The Sanctuary of Our Lady of Cocharcas (Santuario de Nuestra Señora de Cocharcas) is a Catholic temple dedicated to the Marian devotion of Our Lady of Cocharcas. It is located in the town of Cocharcas, capital of the homonymous district located in the province of Chincheros of the department of Apurímac.

The temple was built between 1598 and 1623. It was declared Cultural Heritage of the Nation.

==Overview==
The construction is in the baroque style. It was built with carved ashlar stone. It consists of two towers, a semicircular vault and a masonry dome covered with glazed tiles. Inside it houses canvases from the Cusco School and some Spanish masters.
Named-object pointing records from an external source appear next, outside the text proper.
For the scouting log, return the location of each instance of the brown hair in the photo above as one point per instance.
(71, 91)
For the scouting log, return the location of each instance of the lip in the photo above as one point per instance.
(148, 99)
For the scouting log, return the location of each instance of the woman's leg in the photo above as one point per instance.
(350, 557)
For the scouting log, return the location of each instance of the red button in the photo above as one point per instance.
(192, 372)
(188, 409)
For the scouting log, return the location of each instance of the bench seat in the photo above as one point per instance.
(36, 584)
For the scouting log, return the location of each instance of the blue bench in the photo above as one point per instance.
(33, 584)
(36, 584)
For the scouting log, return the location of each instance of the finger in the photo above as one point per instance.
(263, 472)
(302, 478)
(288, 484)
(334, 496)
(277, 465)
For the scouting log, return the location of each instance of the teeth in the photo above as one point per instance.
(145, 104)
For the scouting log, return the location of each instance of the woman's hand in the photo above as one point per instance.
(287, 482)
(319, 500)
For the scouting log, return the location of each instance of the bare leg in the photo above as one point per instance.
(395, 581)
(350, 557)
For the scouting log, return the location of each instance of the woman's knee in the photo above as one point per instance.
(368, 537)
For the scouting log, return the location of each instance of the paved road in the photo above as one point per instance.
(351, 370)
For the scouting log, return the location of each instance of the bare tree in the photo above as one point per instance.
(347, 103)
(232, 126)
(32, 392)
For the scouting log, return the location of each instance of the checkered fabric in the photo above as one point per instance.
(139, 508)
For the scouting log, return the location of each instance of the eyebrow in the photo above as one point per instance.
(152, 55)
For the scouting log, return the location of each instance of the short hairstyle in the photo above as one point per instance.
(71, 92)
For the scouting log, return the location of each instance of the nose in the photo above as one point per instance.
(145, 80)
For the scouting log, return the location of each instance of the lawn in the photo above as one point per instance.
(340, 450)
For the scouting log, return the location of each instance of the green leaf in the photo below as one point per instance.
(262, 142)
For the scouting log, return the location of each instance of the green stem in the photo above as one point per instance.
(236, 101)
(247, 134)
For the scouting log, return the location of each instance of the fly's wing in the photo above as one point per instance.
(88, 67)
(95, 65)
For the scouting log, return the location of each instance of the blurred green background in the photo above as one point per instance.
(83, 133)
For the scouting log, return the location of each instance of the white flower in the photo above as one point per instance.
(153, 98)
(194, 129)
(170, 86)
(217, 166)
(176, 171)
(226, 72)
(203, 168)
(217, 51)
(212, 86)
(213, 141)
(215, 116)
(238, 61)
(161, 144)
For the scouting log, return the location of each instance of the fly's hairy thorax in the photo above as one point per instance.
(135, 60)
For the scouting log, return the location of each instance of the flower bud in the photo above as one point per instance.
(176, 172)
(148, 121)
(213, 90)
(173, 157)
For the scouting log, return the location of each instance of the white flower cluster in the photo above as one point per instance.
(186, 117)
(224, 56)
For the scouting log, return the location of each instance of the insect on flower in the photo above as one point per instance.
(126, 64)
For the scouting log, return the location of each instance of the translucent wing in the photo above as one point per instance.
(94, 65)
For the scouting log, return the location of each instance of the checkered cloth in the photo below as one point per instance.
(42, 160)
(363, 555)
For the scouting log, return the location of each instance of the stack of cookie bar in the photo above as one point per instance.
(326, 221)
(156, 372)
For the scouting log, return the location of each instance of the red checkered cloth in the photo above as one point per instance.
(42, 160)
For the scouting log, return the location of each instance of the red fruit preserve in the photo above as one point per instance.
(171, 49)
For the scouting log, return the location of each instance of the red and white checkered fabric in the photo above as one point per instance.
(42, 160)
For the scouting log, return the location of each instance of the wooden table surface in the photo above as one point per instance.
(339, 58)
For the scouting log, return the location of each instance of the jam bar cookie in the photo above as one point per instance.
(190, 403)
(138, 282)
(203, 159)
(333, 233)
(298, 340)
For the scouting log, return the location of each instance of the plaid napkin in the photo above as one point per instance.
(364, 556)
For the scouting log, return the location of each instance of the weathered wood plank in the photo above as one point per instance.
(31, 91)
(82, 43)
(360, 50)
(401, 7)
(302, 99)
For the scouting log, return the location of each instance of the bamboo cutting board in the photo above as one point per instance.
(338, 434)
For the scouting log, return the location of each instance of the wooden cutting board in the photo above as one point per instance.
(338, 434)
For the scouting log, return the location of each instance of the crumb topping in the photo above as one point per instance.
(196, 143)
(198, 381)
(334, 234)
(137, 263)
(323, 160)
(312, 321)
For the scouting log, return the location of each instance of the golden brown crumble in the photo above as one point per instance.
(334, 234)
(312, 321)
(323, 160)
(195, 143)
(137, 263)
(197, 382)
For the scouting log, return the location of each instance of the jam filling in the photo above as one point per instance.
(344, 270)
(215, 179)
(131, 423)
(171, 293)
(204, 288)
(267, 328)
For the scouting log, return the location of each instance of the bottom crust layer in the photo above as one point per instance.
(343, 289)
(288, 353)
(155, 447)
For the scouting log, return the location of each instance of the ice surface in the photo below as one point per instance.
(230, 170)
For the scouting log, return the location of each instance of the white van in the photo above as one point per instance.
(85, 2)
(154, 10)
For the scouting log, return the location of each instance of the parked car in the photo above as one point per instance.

The main altar has ornaments carved in gold leaf.

==Our Lady of Cocharcas==
The Virgin of Cocharcas (Virgen de Cocharcas) or Our Lady of Cocharcas (Santuario de Nuestra Señora de Cocharcas) is a Marian devotion typical of the town of Cocharcas. Her effigy is one of the most venerated in the country and her cult formed at the end of the 16th century led to the construction of the sanctuary, one of the first Marian sanctuaries in South America and an important pilgrimage site. The replica of her in the town of Sapallanga in Huancayo Province, originated the local cult of her with the name of Virgin of Sapallanga (Virgen de Sapallanga).